Alternative wireless connectivity technologies like Bluetooth or Wi-Fi have their benefits as well. Where LoRa is low bandwidth, Wi-Fi and cellular are high bandwidth, providing the ability to transmit larger payloads like video or audio files (Figure 1). Wi-Fi tends to be best suited for consumer IoT applications, where there are fewer points of connection and a smaller range needed to communicate across. The low bandwidth of LoRa is more effective in industrial applications, since small payloads mean servers using LoRaWAN connectivity can handle a high capacity of messages at once—millions per single gateway using LoRaWAN.
To provide continuous real-time monitoring, LoRa-enabled sensors gather equipment status data and either periodically send this data by secured uplinks to the gateway using LoRaWAN or interpret values and send uplinks only if a value is exceeding a specific threshold or immediately if an alarm has occurred. From there, the gateway forwards the payload of uplinks to the associated network server utilizing LoRaWAN to be decrypted and analyzed by an application server. Finally, this server sends updates to the facility manager via their mobile device or computer, alerting the manager to upcoming or necessary maintenance (Figure 2).

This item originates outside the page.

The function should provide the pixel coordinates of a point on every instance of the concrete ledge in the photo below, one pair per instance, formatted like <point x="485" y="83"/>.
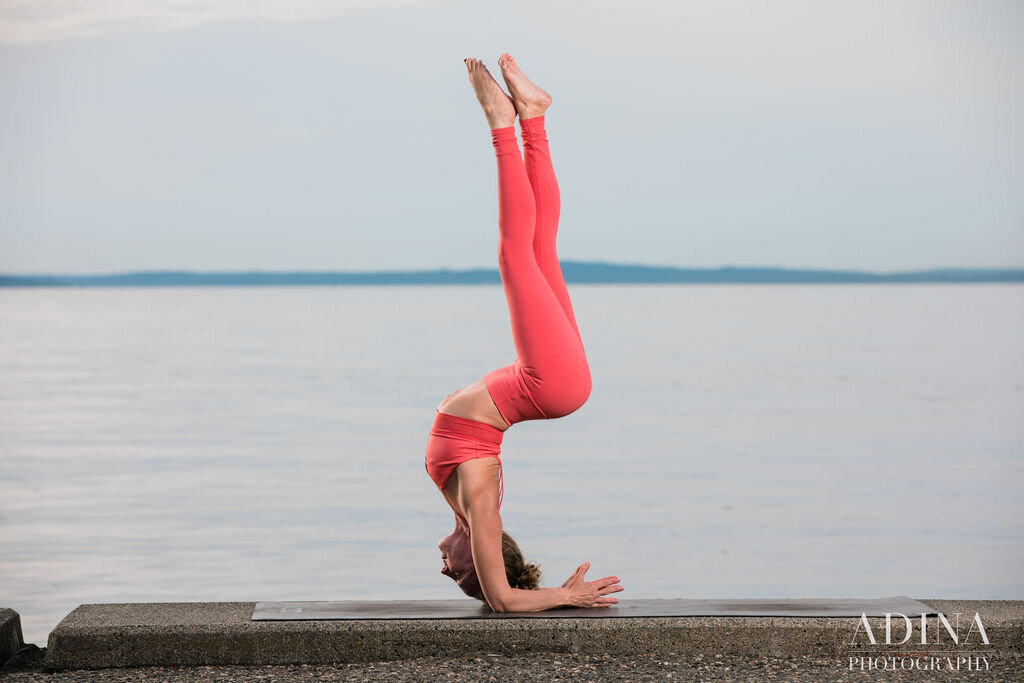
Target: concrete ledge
<point x="95" y="636"/>
<point x="10" y="635"/>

Predictive Maintenance in Action
A great example of this process in action is how wastewater treatment facilities responded to a change in consumer behavior at the start of the pandemic. From disinfectant wipes and paper towels to napkins, sewage systems saw an influx in clogs, an unintended consequence of an increased focus on hygiene. According to the California State Water Board, wipes are among the leading causes of sewer system backups.
Using a predictive maintenance solution by myDevices, facilities were able to gather equipment performance data on sewage pumps. By placing the sensor on the equipment, it learned and analyzed vibrational patterns—and then sent alerts when it detected anomalies.
This approach of using IoT sensors to detect failures and secure a better uptime of utility infrastructure also works outside of the plant. Smart energy grid manufacturer and solution provider CAHORS integrated the LoRa devices into the line default detector “Sentinel” for monitoring voltage of power grid networks (Figure 3). The Sentinel sensors transmit accurate, up-to-date data on grid functionality, enabling the detection and location of line faults to improve efficiency and prevent failures. Grid managers receive an alert in almost real time that a repair is needed, and where they must deploy a crew to repair the failure.
Future-Proofing the Connected Plant
Setting up an IoT network for predictive maintenance doesn’t just start and end there. Building on an open protocol means that the system has interoperability among other existing and future applications. Once it’s established, additional sensors can be added, opening up opportunities for nearly endless applications, like asset tracking and geolocation without the need for GPS or additional power consumption.
Moving from preventative to predictive maintenance requires a shift in mindset. It’s moving from proactive, schedule-based service to repairs based on historical information and data-driven decisions. But once it’s in motion, an IoT-connected predictive maintenance approach reduces waste, improves workplace safety, and prevents expensive repairs, streamlining operations for years to come.
—Rémi Demerlé is marketing director for LoRa Developer Ecosystem, WSP LoRa Alliance and Community at Semtech, plus chairman of the Smart Utilities workgroup in LoRa Alliance and member of DLMS User Association.